The girl finds a job in a diner, the owner a bitter woman who mistreats her employees. Within 10 days, Jennifer quits that job, deciding to split for Pennsylvania, long before the required six-month residency requirement, but, first, she must wait for her tax refund, a result of her short-lived job in Hollywood.

To the teen’s dismay, Jeff has decided to visit the other girl, who lives in another Pennsylvania city.

Her sense of urgency increases as she, for the next two weeks, awaits the refund check.

Finally, on May 1, the refund arrives. On May 5, after a minor confrontation with her grandfather at the bus depot, Jennifer leaves for Pennsylvania.

This part concludes on May 6 as she steps off the bus in York, Jeff awaiting her. “It’s been a long, long journey,” she narrates, looking forward to this new phase of life.

 

VI: Released: August 30, 2004 (Chapter 88)

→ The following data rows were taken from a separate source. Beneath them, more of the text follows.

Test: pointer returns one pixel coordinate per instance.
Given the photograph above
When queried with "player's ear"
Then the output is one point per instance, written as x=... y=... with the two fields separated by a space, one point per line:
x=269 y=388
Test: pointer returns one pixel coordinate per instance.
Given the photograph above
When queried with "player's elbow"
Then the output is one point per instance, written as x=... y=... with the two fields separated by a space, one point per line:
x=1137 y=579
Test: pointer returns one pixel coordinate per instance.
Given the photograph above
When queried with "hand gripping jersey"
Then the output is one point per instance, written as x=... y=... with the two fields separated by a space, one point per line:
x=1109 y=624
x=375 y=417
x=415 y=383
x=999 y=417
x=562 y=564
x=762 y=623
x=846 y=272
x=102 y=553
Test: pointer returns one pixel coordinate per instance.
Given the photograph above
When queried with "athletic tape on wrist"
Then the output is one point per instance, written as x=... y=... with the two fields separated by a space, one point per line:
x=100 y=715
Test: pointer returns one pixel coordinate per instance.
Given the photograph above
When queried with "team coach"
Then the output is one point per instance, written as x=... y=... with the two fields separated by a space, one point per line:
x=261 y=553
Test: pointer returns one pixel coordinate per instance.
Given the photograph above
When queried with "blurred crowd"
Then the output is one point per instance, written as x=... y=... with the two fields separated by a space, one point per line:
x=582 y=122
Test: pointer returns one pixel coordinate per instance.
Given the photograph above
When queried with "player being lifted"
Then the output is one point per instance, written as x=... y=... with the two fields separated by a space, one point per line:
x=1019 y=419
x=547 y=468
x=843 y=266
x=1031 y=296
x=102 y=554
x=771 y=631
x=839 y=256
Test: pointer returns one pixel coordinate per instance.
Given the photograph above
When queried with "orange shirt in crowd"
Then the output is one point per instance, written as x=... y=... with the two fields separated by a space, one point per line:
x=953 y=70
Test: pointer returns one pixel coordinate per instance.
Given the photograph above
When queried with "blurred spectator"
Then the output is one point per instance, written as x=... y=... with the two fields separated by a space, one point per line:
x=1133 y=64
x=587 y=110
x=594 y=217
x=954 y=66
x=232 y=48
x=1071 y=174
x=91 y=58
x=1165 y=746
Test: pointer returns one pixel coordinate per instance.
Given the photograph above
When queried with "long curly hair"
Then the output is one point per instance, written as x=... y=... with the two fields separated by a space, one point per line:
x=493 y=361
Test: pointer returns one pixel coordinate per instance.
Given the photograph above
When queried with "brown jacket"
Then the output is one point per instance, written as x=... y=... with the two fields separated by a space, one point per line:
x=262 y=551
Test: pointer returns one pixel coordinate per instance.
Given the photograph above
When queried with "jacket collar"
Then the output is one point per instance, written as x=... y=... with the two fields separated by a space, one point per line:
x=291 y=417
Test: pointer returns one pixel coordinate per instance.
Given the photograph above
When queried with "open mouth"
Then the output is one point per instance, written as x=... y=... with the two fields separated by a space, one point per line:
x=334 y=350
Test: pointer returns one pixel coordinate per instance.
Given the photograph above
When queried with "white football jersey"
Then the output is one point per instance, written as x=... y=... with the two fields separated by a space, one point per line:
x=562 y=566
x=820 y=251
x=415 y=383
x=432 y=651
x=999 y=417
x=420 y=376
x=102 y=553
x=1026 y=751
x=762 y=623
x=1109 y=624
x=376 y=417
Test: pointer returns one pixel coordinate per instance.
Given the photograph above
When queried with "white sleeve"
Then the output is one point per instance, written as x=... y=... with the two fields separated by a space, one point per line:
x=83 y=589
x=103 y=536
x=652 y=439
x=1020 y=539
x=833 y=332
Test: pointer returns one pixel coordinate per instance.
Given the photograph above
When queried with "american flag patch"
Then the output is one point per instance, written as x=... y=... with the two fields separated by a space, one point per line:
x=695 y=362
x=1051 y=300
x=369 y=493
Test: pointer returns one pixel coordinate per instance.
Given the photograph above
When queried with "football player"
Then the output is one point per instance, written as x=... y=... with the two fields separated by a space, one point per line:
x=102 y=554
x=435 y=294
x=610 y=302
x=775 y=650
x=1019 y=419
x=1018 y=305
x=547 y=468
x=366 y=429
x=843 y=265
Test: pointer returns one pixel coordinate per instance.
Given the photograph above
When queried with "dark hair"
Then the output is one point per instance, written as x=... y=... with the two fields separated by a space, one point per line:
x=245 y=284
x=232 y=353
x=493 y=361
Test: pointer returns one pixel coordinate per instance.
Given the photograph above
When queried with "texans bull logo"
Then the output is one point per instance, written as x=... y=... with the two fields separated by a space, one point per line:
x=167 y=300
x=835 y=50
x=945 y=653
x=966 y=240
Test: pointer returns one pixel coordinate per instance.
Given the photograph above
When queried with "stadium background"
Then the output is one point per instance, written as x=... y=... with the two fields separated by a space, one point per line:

This part wraps up Jennifer’s 2004 journey to Cherokee, both actual and metaphorical.

After buying Cherokee Mental Health: 100 Years of Serving Iowan’s [sic], an incomplete history of the institution, Jennifer and Jerry leave Cherokee and head back to Sioux City. During their return trip, she flips through the book and scans the Chronicle Times, the town’s newspaper: the ordinariness of the stories strikes her as profound.

“No section called ‘Cedar Loop News’ [institution address] for the institution,” Jennifer observes as they cruise into Sioux City. “On this day, as it was for me in 1969, these are two distinct towns, one wide open and transparent, the other shadowy and secret – just a no-name outline on the map.”

 

VII. Final Diagnosis: May 9, 1969

In a short clinical passage, Jennifer’s psychiatrist offers the final diagnosis for her: “Adjustment Reaction of Adolescence.”

 

Epilogue: A Final Update (December 2012)

Jennifer offers a short update on her life since August 2004 and a short, albeit incomplete, history of the institution, culled from the Cherokee Mental Health: 100 Years of Serving Iowan’s [sic] where she discovers some surprising details about the institution’s history and how it might relate to her story.